NACUBO and other higher education associations sent ED a letter led by the American Council on Education, which illustrates many concerns with the proposal, including:

  • Unclear language that implies schools must now report all foreign gifts and contracts, even if they fall below the threshold.
  • Unclear definitions of what constitutes a “contract.”
  • The imposition of serious penalties for noncompliance, including jail time, which far exceed the legislative intent of the Higher Education Act.
  • A requirement that “true copies” of gift agreements and contracts from foreign sources be provided to ED, which raises privacy concerns for donors and which may be difficult or impossible to obtain for foreign investments.
  • Significant risks related to the disclosure of intellectual property agreements and proprietary information as would be required by the new reporting requirements.
  • The potential for the new regulations to run afoul of state privacy laws.
  • Significant new costs of compliance given the vastly expanded reporting requirements.

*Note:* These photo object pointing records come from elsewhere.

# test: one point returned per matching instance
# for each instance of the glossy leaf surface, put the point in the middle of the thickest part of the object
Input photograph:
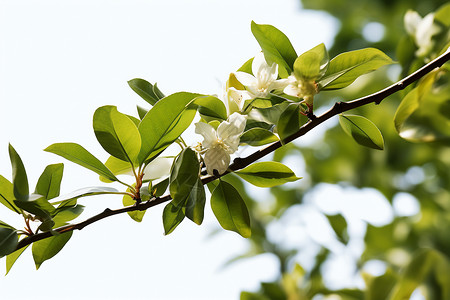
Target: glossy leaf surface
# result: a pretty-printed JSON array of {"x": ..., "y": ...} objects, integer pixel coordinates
[
  {"x": 362, "y": 130},
  {"x": 77, "y": 154},
  {"x": 117, "y": 133},
  {"x": 7, "y": 194},
  {"x": 164, "y": 123},
  {"x": 19, "y": 175},
  {"x": 289, "y": 121},
  {"x": 276, "y": 47},
  {"x": 346, "y": 67},
  {"x": 184, "y": 175},
  {"x": 312, "y": 64},
  {"x": 195, "y": 204},
  {"x": 267, "y": 174},
  {"x": 230, "y": 209},
  {"x": 8, "y": 241},
  {"x": 49, "y": 183},
  {"x": 146, "y": 90},
  {"x": 172, "y": 217}
]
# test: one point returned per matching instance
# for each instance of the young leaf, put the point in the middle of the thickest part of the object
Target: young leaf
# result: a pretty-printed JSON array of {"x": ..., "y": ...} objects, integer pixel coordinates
[
  {"x": 11, "y": 258},
  {"x": 276, "y": 47},
  {"x": 77, "y": 154},
  {"x": 117, "y": 167},
  {"x": 258, "y": 137},
  {"x": 136, "y": 215},
  {"x": 184, "y": 175},
  {"x": 312, "y": 64},
  {"x": 195, "y": 204},
  {"x": 346, "y": 67},
  {"x": 146, "y": 90},
  {"x": 49, "y": 182},
  {"x": 19, "y": 176},
  {"x": 172, "y": 217},
  {"x": 362, "y": 130},
  {"x": 164, "y": 123},
  {"x": 7, "y": 194},
  {"x": 49, "y": 247},
  {"x": 267, "y": 174},
  {"x": 37, "y": 205},
  {"x": 117, "y": 133},
  {"x": 160, "y": 188},
  {"x": 84, "y": 192},
  {"x": 210, "y": 106},
  {"x": 8, "y": 241},
  {"x": 230, "y": 209},
  {"x": 289, "y": 121}
]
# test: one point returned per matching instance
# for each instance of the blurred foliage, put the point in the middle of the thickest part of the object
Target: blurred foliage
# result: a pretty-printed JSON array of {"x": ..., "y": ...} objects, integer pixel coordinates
[{"x": 412, "y": 250}]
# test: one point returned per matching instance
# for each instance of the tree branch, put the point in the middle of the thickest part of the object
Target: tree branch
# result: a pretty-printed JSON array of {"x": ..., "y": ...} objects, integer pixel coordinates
[{"x": 240, "y": 163}]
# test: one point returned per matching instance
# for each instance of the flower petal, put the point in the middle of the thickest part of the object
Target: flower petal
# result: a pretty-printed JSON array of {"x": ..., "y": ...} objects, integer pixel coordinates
[
  {"x": 216, "y": 158},
  {"x": 232, "y": 128},
  {"x": 208, "y": 132},
  {"x": 245, "y": 78}
]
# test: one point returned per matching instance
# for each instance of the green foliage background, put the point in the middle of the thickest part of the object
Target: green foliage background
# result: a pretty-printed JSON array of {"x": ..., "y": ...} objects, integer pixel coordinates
[{"x": 420, "y": 170}]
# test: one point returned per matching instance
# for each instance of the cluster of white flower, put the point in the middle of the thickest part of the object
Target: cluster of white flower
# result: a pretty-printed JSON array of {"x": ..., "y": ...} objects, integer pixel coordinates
[
  {"x": 218, "y": 144},
  {"x": 422, "y": 30}
]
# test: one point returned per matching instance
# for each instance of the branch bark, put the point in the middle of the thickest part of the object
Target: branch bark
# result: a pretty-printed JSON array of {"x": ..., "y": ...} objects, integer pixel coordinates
[{"x": 240, "y": 163}]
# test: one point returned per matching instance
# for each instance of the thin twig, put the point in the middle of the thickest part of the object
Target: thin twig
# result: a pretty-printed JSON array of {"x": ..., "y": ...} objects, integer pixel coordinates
[{"x": 240, "y": 163}]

This proposal far exceeds both the existing regulatory framework and the documented legislative intent for this provision of the Higher Education Act. In the letter, we acknowledged the concerns that are presumably driving ED’s actions: that foreign gifts or contracts may improperly influence the work or actions of a college or university. However, such expansive reporting requirements will only serve to provide ED with compliance documentation that will be more burdensome to examine, without actually honing in on any potential areas of bad action. 

Notably, ED did not issue this proposal through the established rulemaking process. ED instead used a Paperwork Reduction Act notice, which does not require it to engage in any formal negotiated rulemaking or obligate it to read and respond to comments offered by the public. Typically, these types of notices are used only for extensions of existing information collections or agency action, not to impose an expanded regulatory framework.

In the letter, we noted that if ED seeks to expand Section 117 reporting requirements, it should use the prescribed rulemaking process with a full public comment period and negotiated rulemaking.